We finished our overly expensive pints of stout and headed for Sergio’s house which “New Face” missed. I wish I hadn’t suggested to keep on going and turn around at the car park of the pier below but I did. This was the place we grew up since we were ten, it had become an almost religious stop before heading to bed, “one last cigarette on the pier”, so many signs I failed to identify.
“- Ok, take it easy now, there is a bit of a bend coming up…” I said anxiously. No reply. “New Face was in his own world, and we were about to join him…
The road went up a steep hill, followed by a sharp turn right around the small bay, before coming to to a stop at the pier. Below was the sea and as I heard “New Face” shouting “shit, shit, shit!”, I realised that he was never going to make the bend and we went flying in a splendid manner over the eight-foot cliff. Slow motion would have been fun to watch, as I only remember being in a giant tumble dryer with floating summer vegetables… Pretty colours.
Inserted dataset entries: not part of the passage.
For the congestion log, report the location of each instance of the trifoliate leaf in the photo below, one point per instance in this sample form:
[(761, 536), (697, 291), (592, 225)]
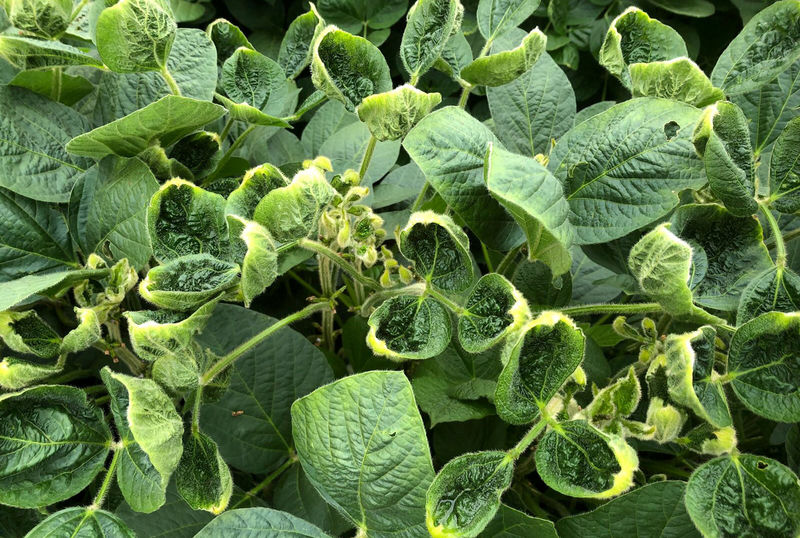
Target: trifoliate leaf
[(439, 250), (579, 460), (55, 443), (465, 495), (409, 327), (762, 361), (494, 309), (187, 282), (744, 495), (537, 364)]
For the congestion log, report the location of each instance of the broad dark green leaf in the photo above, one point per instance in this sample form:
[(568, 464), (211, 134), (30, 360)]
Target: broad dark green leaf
[(53, 442), (744, 495), (652, 510), (450, 147), (622, 168), (362, 443), (33, 132), (757, 55), (263, 385)]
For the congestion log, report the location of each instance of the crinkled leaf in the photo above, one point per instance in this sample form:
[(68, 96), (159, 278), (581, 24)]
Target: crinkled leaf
[(362, 444)]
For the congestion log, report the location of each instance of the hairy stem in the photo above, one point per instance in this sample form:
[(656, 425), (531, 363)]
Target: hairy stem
[(246, 346)]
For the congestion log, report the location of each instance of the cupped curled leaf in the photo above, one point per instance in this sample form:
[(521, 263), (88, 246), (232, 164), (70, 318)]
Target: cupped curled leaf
[(409, 327), (535, 198), (744, 495), (150, 431), (679, 79), (202, 477), (429, 25), (348, 68), (439, 249), (494, 309), (763, 363), (54, 444), (634, 37), (506, 66), (390, 115), (537, 364), (578, 460), (722, 139), (184, 219), (691, 379), (465, 495), (136, 35), (187, 282)]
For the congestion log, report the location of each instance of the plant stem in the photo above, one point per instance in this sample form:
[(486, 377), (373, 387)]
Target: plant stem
[(780, 246), (336, 258), (173, 86), (589, 309), (107, 480), (362, 171), (246, 346), (267, 481), (528, 439)]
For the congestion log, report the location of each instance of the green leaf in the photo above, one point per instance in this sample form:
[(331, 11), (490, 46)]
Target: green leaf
[(409, 327), (655, 509), (622, 168), (579, 460), (679, 79), (429, 25), (775, 290), (362, 444), (534, 109), (82, 522), (465, 495), (184, 219), (187, 282), (784, 171), (35, 238), (263, 385), (537, 364), (661, 263), (150, 430), (47, 19), (450, 147), (494, 309), (166, 121), (107, 210), (135, 35), (33, 131), (259, 522), (28, 53), (535, 198), (295, 52), (756, 56), (722, 139), (763, 361), (202, 477), (744, 495), (498, 16), (691, 379), (55, 443), (455, 386), (439, 250), (390, 115), (730, 247), (348, 68), (292, 212), (503, 67), (634, 37)]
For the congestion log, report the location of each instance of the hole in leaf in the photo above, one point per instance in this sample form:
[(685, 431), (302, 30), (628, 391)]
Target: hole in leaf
[(671, 129)]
The car was lying on its right side, one front light still straight, the other – less lucky- was lightning the starry sky above. It is hard to describe what happens in these moments, like dropping your laptop, it takes a little while to reboot. The calm, peace and innocence, like waking up after a night on the town; hang on… I just did that! The windscreen was gone and I realised that I would have to manually open the window in order to extract myself out of the wreck. I felt like an Astronaut who just crash landed in the ocean and the capsule was gently filling up with water. I got out of my sedated state thinking about Sergio; was he ok? All the good times came flashing back but thankfully my buddy was already out, covered with a few seaweeds and smashed tomatoes. He had made his way out from the front of the car, somehow and nervously laughed at the journey our short flight took.
“- All ok?” said “New Face”.
“- Yes, all good…” we all replied.
“- I am going back in!” said “New Face”, soon to be followed by his quiet first mate. Sergio and I observed the weird ballet below as we had made our way back up the cliff. The two guys frantically removed the two registration tags of the old Merc and “Quiet Guy” took the car’s papers and i.d. from the gloves compartment; Sergio’s whispered while laughing:
“- They’ve done that before!”
“- I just think it’s a bit unnecessary, but it’s worth the gawk!” I said while shaking.
We walked back to Sergio’s house for a nightcap, still in shock but high on adrenaline. My arm was bruised and I had a cut on my forehead, I couldn’t stop talking but I was fine. We said our goodbyes and the two lads walked home for the remaining six kilometres to get help from their boss/ father who I am sure would have been delighted to see a part of his stock gone for the Saturday market. In the morning we went with Sergio’s parents – who were remarkably cool about the whole thing- to watch the crash site as they thought our story was a bit hard to believe… Nothing! The tide was well up, the car was gone… Did it really happen? It must have had, as we watched together dozens and dozens of courgettes, aubergines and tomatoes floating in the small dancing waves.
We never saw “New Face” and his friend ever again. It was probably for the best… The moral of the story? Get a taxi, don’t drink and drive, get a life and when things start to go sideways, get a grip!